A che tipo di lettore consiglierebbe il suo libro?
«A chiunque abbia voglia di immergersi in una storia semplice, fatta di quotidianità, vittorie e sconfitte, gioie e delusioni, passione e amicizia, scelte più o meno difficili. Mi piacerebbe che chi si approccia a #IoGioco non lo faccia pensando che sia solo un libro sul calcio o una mera descrizione di una serie di risultati.»
Dunque perché #IoGioco andrebbe letto?
«Perché ciascuno di noi si potrebbe riconoscere nella storia di Ky. Quante volte ci siamo sentiti inadeguati o abbiamo avuto la tentazione di mollare tutto? Quante volte abbiamo dato fiducia a chi poi ha deluso le nostre aspettative? E, invece, quante volte abbiamo incontrato qualcuno che ci ha preso per mano e ha vinto la nostra diffidenza? #IoGioco è tutto questo.»
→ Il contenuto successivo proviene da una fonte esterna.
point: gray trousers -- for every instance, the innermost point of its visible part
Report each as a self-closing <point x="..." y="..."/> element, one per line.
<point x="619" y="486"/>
Qual è esattamente il messaggio che voleva trasmettere?
Spesso il mondo ci cuce addosso un’etichetta, sceglie quello che dobbiamo essere. Per tutti Ky è il capitano, nient’altro che il capitano, e anche Ky stessa se n’è ormai convinta. Ma è davvero così? Mi piacerebbe che passasse il messaggio che nella frenesia delle nostre vite non c’è nulla di male a rallentare, guardarsi intorno, prendere le distanze da chi siamo e decidere chi vogliamo essere. Per usare una metafora calcistica, dovremmo imparare a giocare la partita a modo nostro, non come si aspettano gli altri!
Perché e quando ha deciso di iniziare a scrivere questo libro?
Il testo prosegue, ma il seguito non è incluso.